KESK’in, Sinop raporu: Yaşanan sel felaketinin nedeni iklim değişimi değil

Sel felaketinin yaşandığı kentlerden Sinop’ta incelemelerde bulunan KESK heyeti, hazırladıkları raporda benzeri afetlerin yaşanmaması için yapılması gerekenleri sıraladı.
Kamu Emekçileri Sendikaları Konfederasyonu (KESK) Eş Genel Başkanı Şükran Kablan’ın konfederasyon yöneticilerinin ile birlikte sel sularının vurduğu Sinop’ta 2 Eylül’de bulundukları inceleme ve ziyaretlere ilişkin rapor hazırlandı.
Heyet, kentte yaşanan selde tamamı yıkılan semt pazarı, yüzde 40’ı sularla yok olan sanayi bölgesi, kullanılamaz hale gelen Ayancık Devlet Hastanesi’nde incelemelerde bulunup, en çok yıkımın yaşandığı Babaçay Köyü’nü ziyaret etti.
Yetkililer ve bölge halkıyla yaptığı görüşmeler ışığında oluşturulan raporda, sel felaketinin yaşandığı ilk hafta belediyelere ait iş makinalarının çalışma yürütmesinin engellendiği, dağlık bölgelerde bulunan çok sayıda köye sadece havadan ulaşılabildiği ve ihtiyaç maddelerinin bu şekilde ulaştırıldığı belirtildi.
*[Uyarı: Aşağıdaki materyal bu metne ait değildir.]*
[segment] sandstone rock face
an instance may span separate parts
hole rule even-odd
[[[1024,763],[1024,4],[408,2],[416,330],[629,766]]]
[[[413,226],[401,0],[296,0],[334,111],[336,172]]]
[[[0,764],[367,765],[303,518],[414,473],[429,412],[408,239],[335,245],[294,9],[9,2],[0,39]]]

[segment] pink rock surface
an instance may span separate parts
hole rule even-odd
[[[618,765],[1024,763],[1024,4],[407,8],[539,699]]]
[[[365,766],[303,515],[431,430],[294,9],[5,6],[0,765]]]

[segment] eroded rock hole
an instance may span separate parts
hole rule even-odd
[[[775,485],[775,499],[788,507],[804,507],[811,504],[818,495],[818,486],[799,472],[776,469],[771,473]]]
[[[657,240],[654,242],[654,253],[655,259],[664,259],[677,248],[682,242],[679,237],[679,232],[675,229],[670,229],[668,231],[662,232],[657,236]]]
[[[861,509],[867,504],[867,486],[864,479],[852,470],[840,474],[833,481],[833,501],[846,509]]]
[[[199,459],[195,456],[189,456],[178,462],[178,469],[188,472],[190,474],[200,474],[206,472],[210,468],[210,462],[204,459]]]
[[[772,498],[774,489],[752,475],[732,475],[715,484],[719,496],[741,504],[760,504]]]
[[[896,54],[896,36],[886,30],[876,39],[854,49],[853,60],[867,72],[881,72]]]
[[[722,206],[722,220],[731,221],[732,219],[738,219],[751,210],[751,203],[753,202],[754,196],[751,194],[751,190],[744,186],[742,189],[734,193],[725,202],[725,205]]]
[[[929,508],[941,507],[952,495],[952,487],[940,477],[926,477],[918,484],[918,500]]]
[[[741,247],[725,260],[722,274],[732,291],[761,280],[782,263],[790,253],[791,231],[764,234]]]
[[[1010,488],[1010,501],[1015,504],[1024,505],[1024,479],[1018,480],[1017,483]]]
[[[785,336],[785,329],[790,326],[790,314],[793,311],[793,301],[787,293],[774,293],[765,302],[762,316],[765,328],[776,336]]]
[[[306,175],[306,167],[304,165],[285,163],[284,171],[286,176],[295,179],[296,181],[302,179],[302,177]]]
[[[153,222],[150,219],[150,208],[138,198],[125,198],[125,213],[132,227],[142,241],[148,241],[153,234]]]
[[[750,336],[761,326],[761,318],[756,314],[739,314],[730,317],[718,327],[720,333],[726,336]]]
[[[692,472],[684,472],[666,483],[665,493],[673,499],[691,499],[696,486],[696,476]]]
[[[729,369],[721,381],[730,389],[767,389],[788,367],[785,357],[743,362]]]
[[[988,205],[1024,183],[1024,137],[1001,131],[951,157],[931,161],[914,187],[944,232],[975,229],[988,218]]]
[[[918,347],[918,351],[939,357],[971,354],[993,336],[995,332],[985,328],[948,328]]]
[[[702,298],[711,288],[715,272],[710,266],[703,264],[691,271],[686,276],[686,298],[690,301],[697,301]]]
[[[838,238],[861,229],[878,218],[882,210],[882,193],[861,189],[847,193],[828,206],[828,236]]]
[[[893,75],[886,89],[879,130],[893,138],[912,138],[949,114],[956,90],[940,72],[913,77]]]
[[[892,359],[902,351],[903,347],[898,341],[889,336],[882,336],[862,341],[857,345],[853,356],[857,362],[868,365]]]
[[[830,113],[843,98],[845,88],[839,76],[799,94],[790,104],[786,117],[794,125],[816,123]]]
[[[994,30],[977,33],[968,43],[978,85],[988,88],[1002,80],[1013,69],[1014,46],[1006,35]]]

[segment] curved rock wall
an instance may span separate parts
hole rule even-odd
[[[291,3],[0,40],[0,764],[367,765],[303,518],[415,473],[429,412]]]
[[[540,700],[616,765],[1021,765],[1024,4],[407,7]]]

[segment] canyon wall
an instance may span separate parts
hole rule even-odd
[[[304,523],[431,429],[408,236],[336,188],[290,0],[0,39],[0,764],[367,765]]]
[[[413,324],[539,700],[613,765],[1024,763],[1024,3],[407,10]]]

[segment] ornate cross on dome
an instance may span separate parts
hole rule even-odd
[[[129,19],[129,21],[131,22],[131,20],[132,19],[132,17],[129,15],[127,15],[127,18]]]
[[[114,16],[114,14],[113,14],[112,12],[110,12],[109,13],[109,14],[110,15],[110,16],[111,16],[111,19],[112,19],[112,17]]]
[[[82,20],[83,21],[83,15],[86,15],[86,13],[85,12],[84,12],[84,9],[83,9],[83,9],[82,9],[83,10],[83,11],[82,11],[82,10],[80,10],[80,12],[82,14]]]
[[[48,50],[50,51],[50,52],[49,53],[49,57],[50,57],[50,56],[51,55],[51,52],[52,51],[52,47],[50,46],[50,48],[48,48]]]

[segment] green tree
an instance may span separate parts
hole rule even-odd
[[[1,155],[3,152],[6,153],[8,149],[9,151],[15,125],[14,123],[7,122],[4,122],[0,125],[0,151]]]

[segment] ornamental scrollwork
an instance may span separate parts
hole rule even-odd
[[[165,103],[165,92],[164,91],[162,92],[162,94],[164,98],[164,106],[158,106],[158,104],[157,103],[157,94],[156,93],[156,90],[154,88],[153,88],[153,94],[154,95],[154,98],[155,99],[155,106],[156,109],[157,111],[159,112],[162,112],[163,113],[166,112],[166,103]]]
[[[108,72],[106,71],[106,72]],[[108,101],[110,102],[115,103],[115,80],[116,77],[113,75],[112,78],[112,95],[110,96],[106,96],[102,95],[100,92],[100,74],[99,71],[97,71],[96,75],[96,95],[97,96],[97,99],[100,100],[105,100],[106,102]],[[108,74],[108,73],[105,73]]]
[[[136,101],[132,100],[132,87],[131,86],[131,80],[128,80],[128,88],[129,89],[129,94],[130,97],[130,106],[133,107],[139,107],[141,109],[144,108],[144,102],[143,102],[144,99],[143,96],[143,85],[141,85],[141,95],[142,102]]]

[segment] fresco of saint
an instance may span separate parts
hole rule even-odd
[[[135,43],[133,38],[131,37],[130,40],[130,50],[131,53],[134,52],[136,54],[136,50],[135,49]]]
‘YIKIM DERE YATAĞINA KURULAN EVLERDE’
Raporda, en fazla can kaybının yaşandığı Babaçay Köyü’ne dair şunlar kaydedildi: “En çok yıkımın yaşandığı yerin geçmişte bölgede yaşanan heyelan sonrası dere yatağına kurulan Afet Evleri’nde meydana geldiğini üzülerek gözlemlemiştir. Köy halkıyla yapılan görüşmelerde 47 adet binadan 40 tanesinin tamamen yok olduğu, kayıp olan 10 kişiye halen ulaşılamadığı belirtilmiştir. Babaçay Köyü’ndeki Afet Evleri’nin, yıkılanlar da dahil olmak üzere 36 tanesinin boşaltıldığı, içinde yaşayanların yatılı bölge okuluna yerleştirildiği bildirilmiştir. Kurulan prefabrik evlere çok az sayıda ailenin yerleştirildiği bilgisi verilmiştir. Elektrik kesintisi olan köylere jeneratör götürüldüğü bilgisi de tarafımıza iletilmiştir.”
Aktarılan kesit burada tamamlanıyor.